Now let's calculate 𝐄[𝑈𝑉]:
𝐄[𝑈𝑉] = ∫∫(𝑈𝑉) × 𝑓(𝑈,𝑉)𝑑𝑈𝑑𝑉
= ∫∫(𝑋𝑌) × 1 𝑑𝑋𝑑𝑌
= ∫[0,1] ∫[𝑋,1] (𝑋𝑌) 𝑑𝑌𝑑𝑋
Integrating this double integral will give us the value of 𝑎.
2. 𝐄[𝑉]:
To find 𝐄[𝑉], we need to find the marginal PDF of 𝑉 and then calculate the expectation using this PDF.

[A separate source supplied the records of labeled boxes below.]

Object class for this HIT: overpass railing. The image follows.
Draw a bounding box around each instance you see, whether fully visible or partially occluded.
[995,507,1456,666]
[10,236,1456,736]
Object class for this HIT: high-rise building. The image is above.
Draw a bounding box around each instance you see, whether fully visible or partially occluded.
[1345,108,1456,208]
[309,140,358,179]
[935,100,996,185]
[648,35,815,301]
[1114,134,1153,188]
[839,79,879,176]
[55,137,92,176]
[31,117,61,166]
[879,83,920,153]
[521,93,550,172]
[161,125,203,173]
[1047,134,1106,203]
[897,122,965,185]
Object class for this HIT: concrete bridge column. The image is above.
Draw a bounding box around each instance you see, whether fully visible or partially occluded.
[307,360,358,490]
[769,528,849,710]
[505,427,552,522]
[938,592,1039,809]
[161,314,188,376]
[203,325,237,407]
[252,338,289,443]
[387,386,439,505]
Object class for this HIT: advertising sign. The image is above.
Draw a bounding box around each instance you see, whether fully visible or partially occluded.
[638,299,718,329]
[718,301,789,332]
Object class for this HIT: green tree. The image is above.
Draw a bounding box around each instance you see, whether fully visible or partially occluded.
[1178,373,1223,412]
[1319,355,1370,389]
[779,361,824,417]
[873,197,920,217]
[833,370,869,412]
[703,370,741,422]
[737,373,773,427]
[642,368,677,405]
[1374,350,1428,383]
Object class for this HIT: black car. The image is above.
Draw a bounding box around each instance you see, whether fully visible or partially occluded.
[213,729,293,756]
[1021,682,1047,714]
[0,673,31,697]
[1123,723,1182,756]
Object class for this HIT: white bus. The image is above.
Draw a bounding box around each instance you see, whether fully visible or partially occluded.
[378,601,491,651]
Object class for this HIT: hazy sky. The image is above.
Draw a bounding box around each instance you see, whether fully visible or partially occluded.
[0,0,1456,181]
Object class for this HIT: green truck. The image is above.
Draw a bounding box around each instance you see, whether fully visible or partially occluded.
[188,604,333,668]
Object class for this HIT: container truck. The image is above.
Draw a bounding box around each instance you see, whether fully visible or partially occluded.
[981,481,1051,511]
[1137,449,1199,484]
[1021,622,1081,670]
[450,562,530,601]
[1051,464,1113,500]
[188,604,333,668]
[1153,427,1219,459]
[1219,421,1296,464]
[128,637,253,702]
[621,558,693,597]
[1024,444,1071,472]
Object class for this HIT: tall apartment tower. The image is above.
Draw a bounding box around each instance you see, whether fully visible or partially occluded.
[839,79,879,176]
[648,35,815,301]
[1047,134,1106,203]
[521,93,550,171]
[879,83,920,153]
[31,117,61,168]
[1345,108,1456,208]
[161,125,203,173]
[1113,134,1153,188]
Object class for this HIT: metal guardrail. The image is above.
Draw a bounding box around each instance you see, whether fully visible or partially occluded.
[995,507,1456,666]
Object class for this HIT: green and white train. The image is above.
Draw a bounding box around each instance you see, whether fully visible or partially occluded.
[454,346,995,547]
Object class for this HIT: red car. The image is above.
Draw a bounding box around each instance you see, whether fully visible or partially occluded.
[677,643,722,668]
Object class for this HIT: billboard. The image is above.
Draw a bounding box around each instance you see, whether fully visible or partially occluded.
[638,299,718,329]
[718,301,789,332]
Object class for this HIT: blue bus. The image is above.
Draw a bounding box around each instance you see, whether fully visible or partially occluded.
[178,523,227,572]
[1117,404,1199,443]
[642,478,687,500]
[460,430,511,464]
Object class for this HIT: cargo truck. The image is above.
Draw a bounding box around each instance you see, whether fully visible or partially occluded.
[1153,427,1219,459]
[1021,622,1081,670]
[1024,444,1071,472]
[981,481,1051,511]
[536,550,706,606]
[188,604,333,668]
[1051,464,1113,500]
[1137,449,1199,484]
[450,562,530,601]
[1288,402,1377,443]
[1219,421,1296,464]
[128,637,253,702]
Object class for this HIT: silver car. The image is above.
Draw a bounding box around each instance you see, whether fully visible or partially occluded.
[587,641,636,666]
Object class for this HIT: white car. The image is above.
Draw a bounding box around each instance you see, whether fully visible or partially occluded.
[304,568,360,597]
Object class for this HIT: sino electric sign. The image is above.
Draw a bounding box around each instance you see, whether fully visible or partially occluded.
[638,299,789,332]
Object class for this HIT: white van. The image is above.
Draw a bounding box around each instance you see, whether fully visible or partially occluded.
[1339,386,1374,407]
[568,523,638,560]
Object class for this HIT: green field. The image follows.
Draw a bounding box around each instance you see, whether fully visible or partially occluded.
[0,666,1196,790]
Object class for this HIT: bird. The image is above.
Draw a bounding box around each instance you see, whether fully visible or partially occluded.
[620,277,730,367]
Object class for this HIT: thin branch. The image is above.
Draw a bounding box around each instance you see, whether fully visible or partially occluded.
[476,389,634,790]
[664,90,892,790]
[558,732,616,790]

The marginal PDF of 𝑉 can be found by integrating the joint PDF over the appropriate range. Since 𝑉 can take the maximum value from 𝑋 and 𝑌, we integrate over the entire range of 𝑋 and 𝑌:
𝑓(𝑉) = ∫∫𝑓(𝑋,𝑌)𝑑𝑋𝑑𝑌
= ∫[0,1]∫[0,1] 1 𝑑𝑋𝑑𝑌
Integrating this double integral will give us the marginal PDF of 𝑉. Then we can calculate 𝐄[𝑉] by taking the expectation using this PDF.
3. Cov(𝑈,𝑉):
The covariance Cov(𝑈,𝑉) can be calculated using the formula:
Cov(𝑈,𝑉) = 𝐄[𝑈𝑉] - 𝐄[𝑈] × 𝐄[𝑉]
We already know how to find 𝐄[𝑈𝑉], 𝐄[𝑈], and 𝐄[𝑉] from the steps above. By substituting these values into the covariance formula, we can calculate Cov(𝑈,𝑉).
Note: The calculations for 𝑎 and 𝑏 involve definite integrals, and it may be easier to evaluate them numerically using appropriate software or numerical methods.